Despite the focus on ethnicity, Eskinder recognized the “overarching narrative” as the “age-old fight between freedom and tyranny” and vowed to stay in the country until true democracy was achieved. It is as if “he feels his destiny is here and for a higher purpose,” says Tamrat. “The degree of his certainty — even during his darkest hours when I used to visit him in jail — leaves me speechless.”

Two other things he’s certain about? One, the virtues of nonviolent struggle — he is “the least violent person” Tamrat knows — even in the face of brutal government crackdowns, which compelled many others to take up arms. 

Two, that the U.S., a major supporter of Ethiopia due to its strategic importance in the war on terror, ought to have done more to oppose the tyranny of EPRDF rule. America “bears a responsibility to defend democracy and speak out against those nations that trample it,” he wrote in a 2013 New York Times op-ed titled “Letter From Ethiopia’s Gulag.”

At many times during our interview, Eskinder pleads with me to portray him as an “ordinary person with more faults than strengths,” so here goes. … Tamrat bemoans his friend’s “stubborn courage” that “borders on insanity,” explaining that “Eskinder could achieve what he wants with less risk than he’s willing to take. ” 

He can be divisive, most notably as portrayed in a series of online articles by prominent Ethiopian blogger Daniel Berhane, which paints Eskinder as a Holocaust supporter.
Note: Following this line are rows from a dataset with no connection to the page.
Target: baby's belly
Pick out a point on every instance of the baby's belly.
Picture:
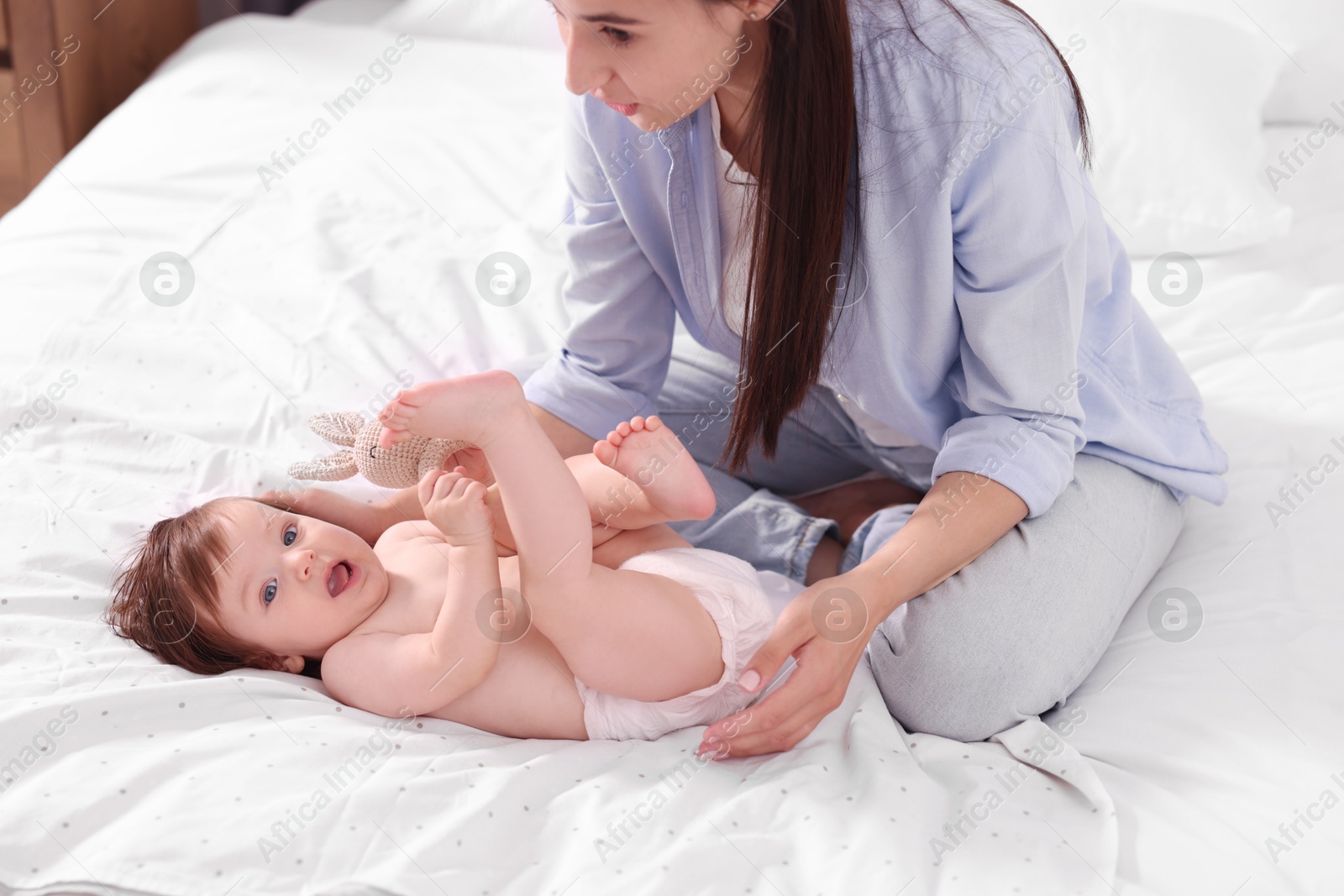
(528, 694)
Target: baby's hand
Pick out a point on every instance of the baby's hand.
(456, 506)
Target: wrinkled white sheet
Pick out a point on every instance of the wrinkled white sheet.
(1180, 759)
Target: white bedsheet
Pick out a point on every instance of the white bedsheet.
(360, 264)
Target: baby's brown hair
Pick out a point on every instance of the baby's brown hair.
(159, 597)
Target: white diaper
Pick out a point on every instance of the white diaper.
(729, 589)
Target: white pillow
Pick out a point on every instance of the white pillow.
(1175, 102)
(1307, 35)
(528, 23)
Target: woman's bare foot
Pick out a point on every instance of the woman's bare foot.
(468, 407)
(853, 503)
(649, 454)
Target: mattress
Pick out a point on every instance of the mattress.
(1186, 763)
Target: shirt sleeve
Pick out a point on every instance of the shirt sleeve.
(1019, 222)
(615, 356)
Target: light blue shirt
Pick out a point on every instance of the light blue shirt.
(988, 315)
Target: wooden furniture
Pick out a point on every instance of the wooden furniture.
(65, 65)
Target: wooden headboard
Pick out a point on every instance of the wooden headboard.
(65, 65)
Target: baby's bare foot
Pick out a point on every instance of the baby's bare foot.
(474, 407)
(649, 454)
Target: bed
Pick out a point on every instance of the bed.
(1191, 750)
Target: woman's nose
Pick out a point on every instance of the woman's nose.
(584, 66)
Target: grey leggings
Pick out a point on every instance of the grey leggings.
(1005, 638)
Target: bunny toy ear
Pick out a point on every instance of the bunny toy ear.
(326, 469)
(339, 427)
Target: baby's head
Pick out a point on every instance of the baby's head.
(241, 584)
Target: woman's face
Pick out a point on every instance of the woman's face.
(655, 60)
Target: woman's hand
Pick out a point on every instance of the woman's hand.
(826, 629)
(366, 520)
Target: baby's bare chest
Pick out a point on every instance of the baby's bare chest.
(418, 574)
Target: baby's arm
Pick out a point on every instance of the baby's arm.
(393, 674)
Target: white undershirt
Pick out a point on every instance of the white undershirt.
(736, 204)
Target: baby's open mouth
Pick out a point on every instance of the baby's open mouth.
(339, 578)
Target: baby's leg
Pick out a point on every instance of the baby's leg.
(638, 476)
(655, 479)
(622, 631)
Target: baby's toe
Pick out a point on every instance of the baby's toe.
(605, 452)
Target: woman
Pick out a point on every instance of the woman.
(916, 282)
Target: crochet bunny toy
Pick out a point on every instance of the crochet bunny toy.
(396, 468)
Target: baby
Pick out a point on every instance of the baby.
(602, 625)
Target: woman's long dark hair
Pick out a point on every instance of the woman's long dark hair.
(806, 103)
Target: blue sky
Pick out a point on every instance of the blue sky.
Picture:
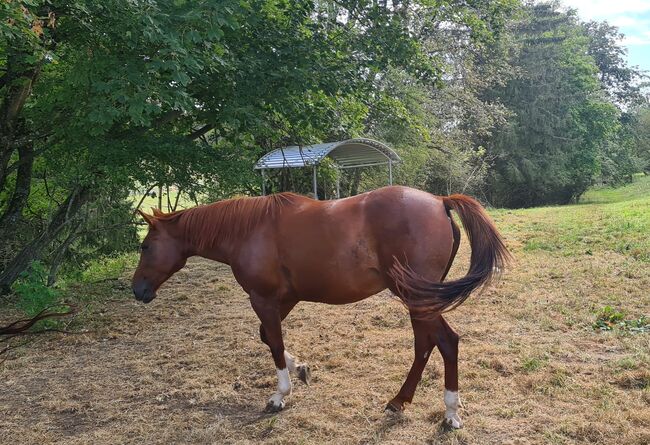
(632, 17)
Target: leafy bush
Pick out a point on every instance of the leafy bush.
(34, 296)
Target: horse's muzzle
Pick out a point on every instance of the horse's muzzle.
(143, 292)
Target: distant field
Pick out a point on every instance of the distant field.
(557, 353)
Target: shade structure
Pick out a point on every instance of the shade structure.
(358, 152)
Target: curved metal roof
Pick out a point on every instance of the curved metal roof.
(358, 152)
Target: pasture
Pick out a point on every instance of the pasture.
(557, 352)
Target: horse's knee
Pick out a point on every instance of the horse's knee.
(263, 335)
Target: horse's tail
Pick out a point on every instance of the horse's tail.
(426, 298)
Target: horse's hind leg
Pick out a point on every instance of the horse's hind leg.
(447, 341)
(424, 344)
(428, 334)
(270, 314)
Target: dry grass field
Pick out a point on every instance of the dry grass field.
(189, 368)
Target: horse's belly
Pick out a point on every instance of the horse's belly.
(338, 288)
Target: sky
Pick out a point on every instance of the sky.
(632, 17)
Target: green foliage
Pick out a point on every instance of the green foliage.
(565, 130)
(108, 267)
(34, 296)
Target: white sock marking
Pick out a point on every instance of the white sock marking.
(284, 388)
(452, 403)
(291, 361)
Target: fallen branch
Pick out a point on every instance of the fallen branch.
(21, 326)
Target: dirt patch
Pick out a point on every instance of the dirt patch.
(189, 368)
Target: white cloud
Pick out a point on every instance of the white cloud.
(636, 40)
(607, 9)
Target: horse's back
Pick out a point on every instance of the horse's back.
(341, 250)
(413, 227)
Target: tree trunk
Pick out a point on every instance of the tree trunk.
(22, 188)
(59, 256)
(34, 249)
(20, 79)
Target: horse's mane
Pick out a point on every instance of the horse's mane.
(207, 225)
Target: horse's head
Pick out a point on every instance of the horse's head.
(161, 255)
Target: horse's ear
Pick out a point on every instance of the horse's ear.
(148, 218)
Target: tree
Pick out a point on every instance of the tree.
(549, 151)
(101, 98)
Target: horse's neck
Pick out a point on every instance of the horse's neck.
(207, 241)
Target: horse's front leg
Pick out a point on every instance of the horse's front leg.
(271, 314)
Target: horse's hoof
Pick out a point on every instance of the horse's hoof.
(272, 407)
(304, 374)
(453, 422)
(394, 407)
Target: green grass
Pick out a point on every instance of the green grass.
(614, 220)
(639, 188)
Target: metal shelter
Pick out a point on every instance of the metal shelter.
(358, 152)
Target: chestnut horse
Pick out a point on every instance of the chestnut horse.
(287, 248)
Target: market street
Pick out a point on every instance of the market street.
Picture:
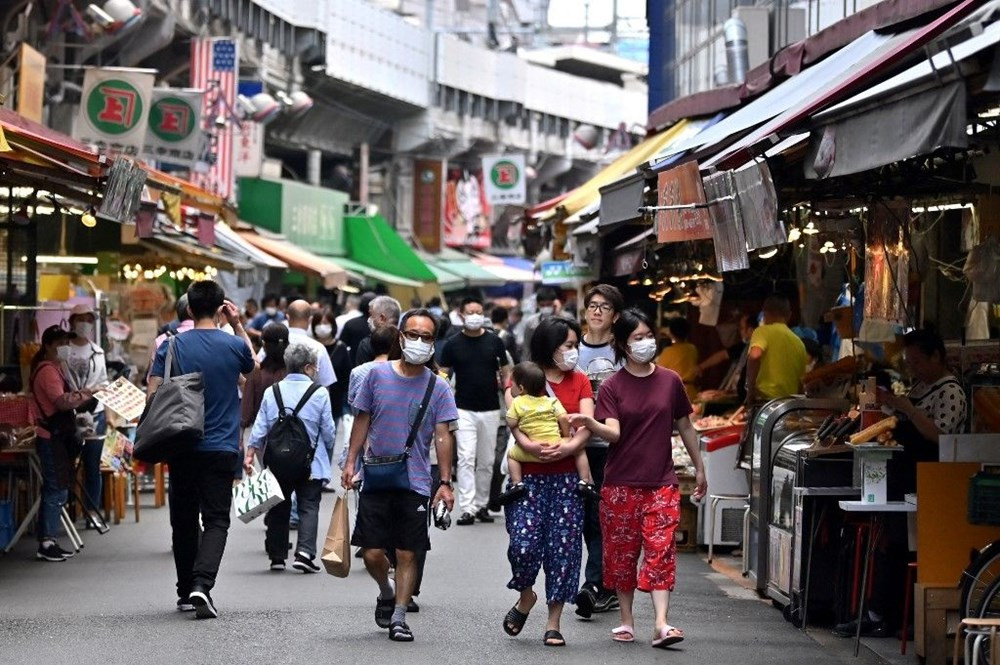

Eskinder is happy to discuss the articles and considers Daniel a “mouthpiece” for the regime. “I’m not angry with him. In fact, I feel sorry for him, and I bear no grudge,” Eskinder says, crediting his own faith in both Christianity and the power of “restorative justice.”

Through it all, Serkalem has stood by him. Moments after her husband was sent to jail for a crime he didn’t commit, her voice rang through the high court: “Eighteen years is nothing — I’ll wait for you.” As it happened, she only had to wait seven. Of course, their real wait is not over. Despite being a breath of fresh air, new PM Abiy still helms a one-party state.

Eskinder is convinced that Ethiopia must follow the South African model in transitioning to democracy, pioneered by former enemies F.W. de Klerk and Nelson Mandela, who ultimately served together on a government of national unity. “The ruling party needs reassurance that there won’t be any vengeance,” he explains, without which “many lives would be lost.”

And even if recent developments turn out to be a false dawn, Eskinder is convinced that Ethiopia will eventually get the freedom it deserves. “We’re all traveling at different speeds,” he says, but the end point is “exactly the same. … Liberal democracy is the only answer.” Whenever Ethiopia gets there, Eskinder will, he says, go from being an activist to “a normal journalist” with no Mandela-like political ambitions. “I am interested in the system, not the party.”

But what of the premature baby left for dead in the prison hospital? Despite the all-too-real psychological issues that go with being denied a father for most of his life, Nafkot is now a healthy adolescent. “If my son and Ethiopia can grow together, it will all have been worth it.”